七夕とは、織姫(おりひめ)と彦星(ひこぼし)が天の川を渡って、1年に1度だけ出会える7月7日の夜のこと。短冊に願い事を書いて、笹竹に飾り付けます。
国を超えて広く伝わる織姫と彦星の話は中国の神話にもとづくものとされています。
天帝(神様)の娘である織女は、機織りが上手で働き者の女性。天帝は、同じく働き者で牛飼いの牛郎と引き合わせました。二人はひと目で恋に落ち、結婚しました。 ところが結婚すると遊んでばかりで、働かなくなるという結果に。怒った天帝は二人を天の川の両岸に引き離しましたが、織女が泣いて悲しんだため、年に1度、七夕の夜にだけ会うことを許すようになった…というあらすじです。
中国ではロマンチックな愛を祝う祭りとされ、しばしば中国の伝統的なバレンタインデーに相当すると言われています。
7月7日、現時点での予報では晴れそうです。
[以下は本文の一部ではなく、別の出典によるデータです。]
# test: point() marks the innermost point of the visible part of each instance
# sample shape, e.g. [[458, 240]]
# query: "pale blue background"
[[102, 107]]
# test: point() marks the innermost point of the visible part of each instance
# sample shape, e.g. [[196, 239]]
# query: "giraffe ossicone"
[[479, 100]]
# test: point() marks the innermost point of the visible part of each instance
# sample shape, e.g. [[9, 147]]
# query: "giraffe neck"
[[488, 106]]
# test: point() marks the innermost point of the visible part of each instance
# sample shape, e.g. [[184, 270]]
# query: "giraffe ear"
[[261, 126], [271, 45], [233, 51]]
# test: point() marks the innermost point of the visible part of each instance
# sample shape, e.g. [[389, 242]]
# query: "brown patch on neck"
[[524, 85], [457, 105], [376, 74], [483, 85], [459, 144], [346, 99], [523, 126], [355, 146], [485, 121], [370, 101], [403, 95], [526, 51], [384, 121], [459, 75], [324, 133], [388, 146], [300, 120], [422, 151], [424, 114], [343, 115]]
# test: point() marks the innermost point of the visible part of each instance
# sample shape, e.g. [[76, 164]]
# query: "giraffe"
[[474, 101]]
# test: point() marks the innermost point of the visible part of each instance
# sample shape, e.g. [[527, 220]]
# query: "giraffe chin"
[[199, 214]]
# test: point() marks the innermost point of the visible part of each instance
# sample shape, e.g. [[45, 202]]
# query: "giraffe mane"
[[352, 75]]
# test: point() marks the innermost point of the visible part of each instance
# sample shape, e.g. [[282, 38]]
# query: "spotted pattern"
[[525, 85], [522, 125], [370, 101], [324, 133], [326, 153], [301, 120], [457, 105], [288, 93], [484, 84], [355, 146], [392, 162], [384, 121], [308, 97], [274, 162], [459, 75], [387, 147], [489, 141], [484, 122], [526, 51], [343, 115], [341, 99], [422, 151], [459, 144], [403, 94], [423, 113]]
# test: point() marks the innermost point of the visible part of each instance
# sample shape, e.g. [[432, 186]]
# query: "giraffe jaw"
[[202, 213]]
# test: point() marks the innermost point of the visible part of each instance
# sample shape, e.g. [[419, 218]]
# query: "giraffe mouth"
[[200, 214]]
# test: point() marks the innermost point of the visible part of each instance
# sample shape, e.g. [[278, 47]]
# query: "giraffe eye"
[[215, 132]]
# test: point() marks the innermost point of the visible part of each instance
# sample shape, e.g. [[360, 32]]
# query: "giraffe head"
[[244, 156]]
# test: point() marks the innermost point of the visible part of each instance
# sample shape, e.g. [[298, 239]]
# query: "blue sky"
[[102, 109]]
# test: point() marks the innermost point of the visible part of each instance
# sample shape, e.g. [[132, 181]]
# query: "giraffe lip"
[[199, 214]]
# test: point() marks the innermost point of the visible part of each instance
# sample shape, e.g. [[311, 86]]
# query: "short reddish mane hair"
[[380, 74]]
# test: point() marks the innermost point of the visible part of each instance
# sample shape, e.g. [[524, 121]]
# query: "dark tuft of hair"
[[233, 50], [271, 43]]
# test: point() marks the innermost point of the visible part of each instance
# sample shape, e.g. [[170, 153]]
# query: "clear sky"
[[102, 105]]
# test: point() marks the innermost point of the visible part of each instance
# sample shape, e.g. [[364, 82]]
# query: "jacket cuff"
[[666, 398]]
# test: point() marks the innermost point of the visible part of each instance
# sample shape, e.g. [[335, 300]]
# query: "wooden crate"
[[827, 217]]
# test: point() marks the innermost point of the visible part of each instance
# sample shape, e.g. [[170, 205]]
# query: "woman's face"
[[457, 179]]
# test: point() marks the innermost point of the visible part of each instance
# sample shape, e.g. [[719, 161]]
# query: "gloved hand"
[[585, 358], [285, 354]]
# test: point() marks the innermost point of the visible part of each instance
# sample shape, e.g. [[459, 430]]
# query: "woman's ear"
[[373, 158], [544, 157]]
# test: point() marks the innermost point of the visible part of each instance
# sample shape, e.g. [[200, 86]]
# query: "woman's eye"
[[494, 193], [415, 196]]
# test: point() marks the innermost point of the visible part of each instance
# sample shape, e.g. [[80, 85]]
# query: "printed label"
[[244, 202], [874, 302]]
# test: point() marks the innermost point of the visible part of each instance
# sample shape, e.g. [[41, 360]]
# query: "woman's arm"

みなさんは星にどのようなお願いをしますか。
七夕のころ 金子みすゞ
風が吹き吹き笹藪の 笹のささやきききました。
伸びても、伸びても、まだ遠い、 夜の星ぞら、天の川、 いつになったら、届こうか。
風が吹き吹き外海の、 波のなげきをききました。
もう七夕もすんだのか、 天の川ともおわかれか。
さっき通って行ったのは、 五色きれいなたんざくの、 さめてさみしい、笹の枝。